(b) GTY may request from the undersigned such additional information as GTY may deem necessary to evaluate the eligibility of the undersigned to acquire the Shares, and the undersigned shall provide such information as may reasonably be requested, to the extent readily available and to the extent consistent with its internal policies and procedures.
(c) The undersigned acknowledges that GTY and any placement agent for the sale of the Shares will rely on the acknowledgments, understandings, agreements, representations and warranties contained in this Subscription Agreement. Prior to the Closing, the undersigned agrees to promptly notify GTY if any of the acknowledgments, understandings, agreements, representations and warranties set forth herein are no longer accurate in all material respects. The undersigned agrees that the purchase by the undersigned of the Shares from GTY at the Closing will constitute a reaffirmation of the acknowledgments, understandings, agreements, representations and warranties herein (as modified by any such notice) by the undersigned as of the time of such purchase. The undersigned further acknowledges and agrees that any placement agent for the sale of the Shares is a third-party beneficiary of the representations and warranties of the undersigned contained in Section 6 of this Subscription Agreement. GTY acknowledges that the undersigned will rely on the acknowledgments, understandings, agreements, representations and warranties contained in this Subscription Agreement. Prior to the Closing, GTY agrees to promptly notify the undersigned if any of the acknowledgements, understandings, agreements, representations and warranties set forth herein are no longer accurate in all material respects. GTY agrees that the sale by it of the Shares to the undersigned at the Closing will constitute a reaffirmation of the acknowledgments, understandings, agreements, representations and warranties herein (as modified by any such notice) by the undersigned as of the time of such sale.

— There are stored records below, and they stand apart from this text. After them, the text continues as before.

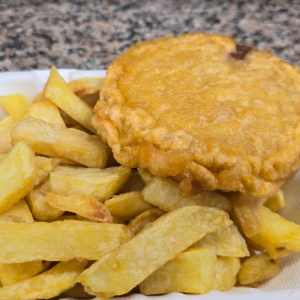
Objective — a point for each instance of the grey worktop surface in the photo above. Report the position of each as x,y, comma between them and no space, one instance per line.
87,34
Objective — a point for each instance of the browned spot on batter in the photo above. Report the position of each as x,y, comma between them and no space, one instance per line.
240,51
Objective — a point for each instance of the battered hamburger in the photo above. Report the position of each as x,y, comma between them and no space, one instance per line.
211,113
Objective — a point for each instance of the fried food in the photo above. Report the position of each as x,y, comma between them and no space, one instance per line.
214,114
191,271
121,270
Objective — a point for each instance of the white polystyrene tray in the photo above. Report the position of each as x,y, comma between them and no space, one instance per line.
284,286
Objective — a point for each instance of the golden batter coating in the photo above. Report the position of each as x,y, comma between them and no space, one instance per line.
213,114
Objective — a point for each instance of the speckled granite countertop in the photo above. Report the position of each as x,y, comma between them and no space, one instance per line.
36,34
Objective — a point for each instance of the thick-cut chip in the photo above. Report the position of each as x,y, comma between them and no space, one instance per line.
57,90
45,166
146,175
276,202
17,175
13,273
167,195
191,271
247,210
278,236
56,141
227,242
121,270
87,206
19,212
46,285
77,291
5,127
226,271
16,105
128,205
3,157
85,86
40,97
134,183
40,207
258,268
98,183
58,241
142,220
46,111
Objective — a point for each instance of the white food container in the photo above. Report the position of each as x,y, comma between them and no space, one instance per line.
285,286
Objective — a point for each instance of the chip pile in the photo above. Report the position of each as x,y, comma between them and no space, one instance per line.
73,222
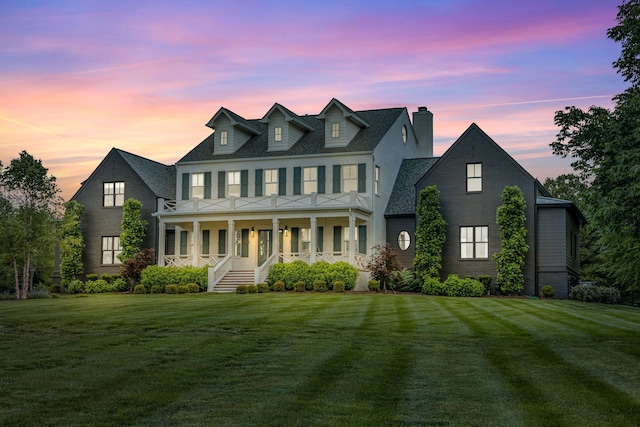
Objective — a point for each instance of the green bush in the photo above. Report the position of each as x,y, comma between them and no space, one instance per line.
75,287
373,285
601,294
320,286
548,291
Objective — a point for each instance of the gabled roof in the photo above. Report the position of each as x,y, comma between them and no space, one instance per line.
289,116
312,142
346,111
235,120
403,197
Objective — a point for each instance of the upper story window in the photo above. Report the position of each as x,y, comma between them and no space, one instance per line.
310,180
197,185
233,185
111,249
349,178
474,177
474,242
270,182
335,130
113,193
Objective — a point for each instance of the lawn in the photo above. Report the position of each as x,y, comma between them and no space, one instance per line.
317,359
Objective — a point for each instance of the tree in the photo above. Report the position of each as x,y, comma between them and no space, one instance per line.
133,229
606,147
30,207
383,264
511,218
71,243
430,234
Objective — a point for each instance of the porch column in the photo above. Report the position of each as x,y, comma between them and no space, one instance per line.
195,250
314,239
162,231
275,241
230,237
352,238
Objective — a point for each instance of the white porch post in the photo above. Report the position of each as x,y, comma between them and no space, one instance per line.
230,237
275,241
352,238
195,250
162,231
314,239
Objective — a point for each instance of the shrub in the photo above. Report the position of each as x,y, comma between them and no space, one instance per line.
602,294
75,286
320,286
548,291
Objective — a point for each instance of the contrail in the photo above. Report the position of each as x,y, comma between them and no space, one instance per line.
19,123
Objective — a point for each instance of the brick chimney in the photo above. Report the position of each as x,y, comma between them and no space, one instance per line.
423,127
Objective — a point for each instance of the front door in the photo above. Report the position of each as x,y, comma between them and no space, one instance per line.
264,245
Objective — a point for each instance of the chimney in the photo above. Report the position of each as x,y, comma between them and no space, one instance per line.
423,127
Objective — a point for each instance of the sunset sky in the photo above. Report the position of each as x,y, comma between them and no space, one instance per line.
80,77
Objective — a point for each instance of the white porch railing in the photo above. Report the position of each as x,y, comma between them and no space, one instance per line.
252,204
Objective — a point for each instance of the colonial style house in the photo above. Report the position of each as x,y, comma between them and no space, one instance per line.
325,187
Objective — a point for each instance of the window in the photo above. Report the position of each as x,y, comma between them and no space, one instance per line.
110,250
335,130
404,240
309,180
349,178
270,182
474,177
474,242
233,184
113,193
197,185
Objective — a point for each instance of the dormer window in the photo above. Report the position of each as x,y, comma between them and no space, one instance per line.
335,130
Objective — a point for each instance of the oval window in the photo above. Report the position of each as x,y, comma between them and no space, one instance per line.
404,240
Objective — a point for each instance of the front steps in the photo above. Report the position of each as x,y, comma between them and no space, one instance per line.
232,279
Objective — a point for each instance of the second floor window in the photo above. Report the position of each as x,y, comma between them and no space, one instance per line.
113,193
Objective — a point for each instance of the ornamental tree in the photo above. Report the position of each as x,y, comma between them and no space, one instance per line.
430,234
510,259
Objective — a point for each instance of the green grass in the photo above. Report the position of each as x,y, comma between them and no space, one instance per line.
317,359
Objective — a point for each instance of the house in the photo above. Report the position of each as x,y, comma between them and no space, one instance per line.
470,177
120,176
325,187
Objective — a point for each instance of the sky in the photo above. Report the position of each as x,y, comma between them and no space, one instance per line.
80,77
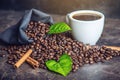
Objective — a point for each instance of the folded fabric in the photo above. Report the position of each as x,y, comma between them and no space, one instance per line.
16,34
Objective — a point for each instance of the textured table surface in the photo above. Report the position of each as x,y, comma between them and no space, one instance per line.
109,70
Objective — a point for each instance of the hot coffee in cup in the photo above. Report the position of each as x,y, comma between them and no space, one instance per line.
87,25
87,16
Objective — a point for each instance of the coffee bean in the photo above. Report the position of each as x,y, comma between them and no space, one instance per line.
46,47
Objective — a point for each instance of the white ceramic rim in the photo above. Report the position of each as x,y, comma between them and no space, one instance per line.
85,11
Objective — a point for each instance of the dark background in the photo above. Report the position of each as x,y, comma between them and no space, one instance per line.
111,8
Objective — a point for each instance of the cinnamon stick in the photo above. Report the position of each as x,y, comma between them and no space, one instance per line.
24,57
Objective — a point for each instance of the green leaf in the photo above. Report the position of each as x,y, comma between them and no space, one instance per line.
59,28
63,66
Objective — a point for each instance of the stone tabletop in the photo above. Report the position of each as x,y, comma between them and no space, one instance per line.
109,70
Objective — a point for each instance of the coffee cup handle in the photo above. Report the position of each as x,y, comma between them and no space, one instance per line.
67,18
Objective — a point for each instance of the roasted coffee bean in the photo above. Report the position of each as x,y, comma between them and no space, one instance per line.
46,47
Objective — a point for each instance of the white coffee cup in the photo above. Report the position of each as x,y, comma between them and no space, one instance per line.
84,31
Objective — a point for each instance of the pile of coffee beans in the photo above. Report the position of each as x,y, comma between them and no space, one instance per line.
46,47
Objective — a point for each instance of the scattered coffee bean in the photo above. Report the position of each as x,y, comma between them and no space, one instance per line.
48,47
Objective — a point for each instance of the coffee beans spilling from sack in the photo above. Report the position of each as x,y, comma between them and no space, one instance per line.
52,46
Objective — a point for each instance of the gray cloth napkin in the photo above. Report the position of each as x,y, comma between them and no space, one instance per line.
16,34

(d) Each of GTY and the undersigned is entitled to rely upon this Subscription Agreement and is irrevocably authorized to produce this Subscription Agreement or a copy hereof to any interested party in any administrative or legal proceeding or official inquiry with respect to the matters covered hereby.
(e) All the agreements, representations and warranties made by each party hereto in this Subscription Agreement shall survive the Closing.
(f) This Subscription Agreement may not be modified, waived or terminated except by an instrument in writing, signed by the party against whom enforcement of such modification, waiver, or termination is sought.
(g) This Subscription Agreement constitutes the entire agreement, and supersedes all other prior agreements, understandings, representations and warranties, both written and oral, among the parties, with respect to the subject matter hereof. Except as specifically set forth herein, this Subscription Agreement shall not confer any rights or remedies upon any person other than the parties hereto, and their respective successor and assigns.
(h) Except as otherwise provided herein, this Subscription Agreement shall be binding upon, and inure to the benefit of the parties hereto and their heirs, executors, administrators, successors, legal representatives, and permitted assigns, and the agreements, representations, warranties, covenants and acknowledgments contained herein shall be deemed to be made by, and be binding upon, such heirs, executors, administrators, successors, legal representatives and permitted assigns.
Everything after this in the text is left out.